I am a young boy. My father is drunk all the time and beats my mother. My father is very foul mouthed person. I do not speak much so that not to hurt others. Now I am a young man riding a horse. A young pretty girl in the field looks at me and smiled. I bow my head and pass by. I liked her beautiful eyes. Now I use to go that way. She owns bigger Farm and home than ours.
It feels we are getting married in Church. My mom is happy. My father is completely drunk. We are very happy. We all live happily in my home. My father passed away.
Lot of activity is happening in home. I am afraid. It is delivery time. It is raining and is very cold. My mother came and told it is a dead baby girl. I am upset. I console my mother and wife. They are crying. I took the dead baby out and buried her. It is quite cold outside. I am crying desperately all alone. After this incident I become more quieter. It feels I want my girl child back. It seems I am not happy from inside. I do not want to live in this house. Here my father used to beat my mother and my child died. After some time my wife gave birth to a son. She is very happy but I feel OK. Now my expressions never change. My wife does everything at home and I keep sitting on the chair or bed with a pipe in my mouth. Now my wife and son sleep in another room. It is European country. In day time I ride my horse and go in the village to meet my friends.
Today my wife is very upset. My house is very old now and needs repair. She is crying and said you do not care for us. I do not even talk to her. I remain absorbed in self now. She wanted some answers but I went to my room.
There is some celebration in the village. I took my wife and son who is now a tall teenager. My wife is very happy and smiling. It is a fair and she is enjoying every bit of it.
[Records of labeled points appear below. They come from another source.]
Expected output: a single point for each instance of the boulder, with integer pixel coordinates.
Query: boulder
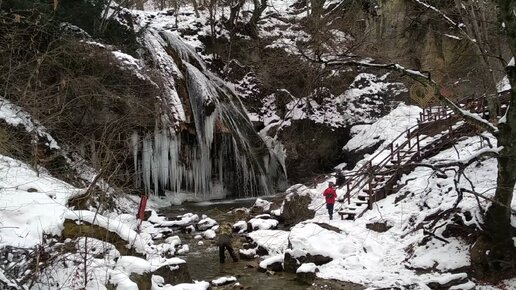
(174, 274)
(295, 206)
(378, 227)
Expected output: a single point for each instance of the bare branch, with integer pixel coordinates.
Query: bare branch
(426, 80)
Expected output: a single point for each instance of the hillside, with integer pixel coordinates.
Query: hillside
(397, 102)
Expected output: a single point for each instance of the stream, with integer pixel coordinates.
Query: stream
(203, 262)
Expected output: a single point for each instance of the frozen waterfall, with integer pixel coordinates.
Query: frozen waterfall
(204, 144)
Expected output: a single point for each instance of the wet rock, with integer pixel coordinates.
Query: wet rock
(240, 227)
(143, 281)
(147, 214)
(189, 229)
(205, 224)
(329, 227)
(453, 281)
(260, 206)
(378, 227)
(295, 206)
(292, 263)
(261, 251)
(306, 277)
(174, 274)
(223, 281)
(252, 265)
(247, 254)
(275, 267)
(73, 230)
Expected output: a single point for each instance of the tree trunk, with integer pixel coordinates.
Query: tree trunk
(498, 217)
(252, 25)
(233, 14)
(196, 8)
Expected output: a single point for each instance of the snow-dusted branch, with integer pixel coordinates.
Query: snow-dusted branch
(459, 26)
(425, 79)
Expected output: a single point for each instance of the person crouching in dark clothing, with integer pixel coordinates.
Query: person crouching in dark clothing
(224, 243)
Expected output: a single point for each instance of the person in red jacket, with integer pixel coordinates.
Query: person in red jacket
(330, 195)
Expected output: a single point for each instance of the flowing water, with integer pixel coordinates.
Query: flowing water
(203, 262)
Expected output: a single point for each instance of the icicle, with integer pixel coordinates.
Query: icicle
(146, 163)
(134, 144)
She is looking very beautiful in a long dress. Even I am smiling today. We all come back home happily. My son said I am grown up now so I will sleep alone. My wife came to my room and slept. I am sitting on the chair watching her sleeping peacefully with a smile on her face. I wanted to say I love you but I cannot. Suddenly my focus is shifting to a small gun in the almirah. I have not used it in awhile. My mind is stuck to the gun. Suddenly I get up and took it in my hand and thought that I am a failure. I shot myself in head. It is early morning time. My wife got up. She is shocked. She took it on her. She thought she slept here that is why I shot myself. She is screaming. My son comes and runs outside calling people for help. Few people gather and are very surprised. They all saw me so happy last night. My age is less than 50. People are burying me. My wife is looking helpless. My last thought was I wanted her to be always happy. The lesson I learnt that we have no right to take our own life whatever may be the situation. In light the masters guided. Guidance came that you need to balance your karma. Lot of other messages came about what is the purpose of this life.
Reorientation.....
She said I had a craving for a girl child even before my marriage. My brother is my past life son and I treat him as a son. Even before my marriage I was without any reason very afraid of domestic violence. In my present life also I cannot handle emotions well. Doctor you will be surprised since childhood whenever there is rain I start to shiver. My wife is my present life husband. My father is my past life mother. In my life I am highly attached to my father. I am married for a year and a thought comes I have to be fit, healthy and fine for the child birth. I will always remember this session which gave me so much insight about myself.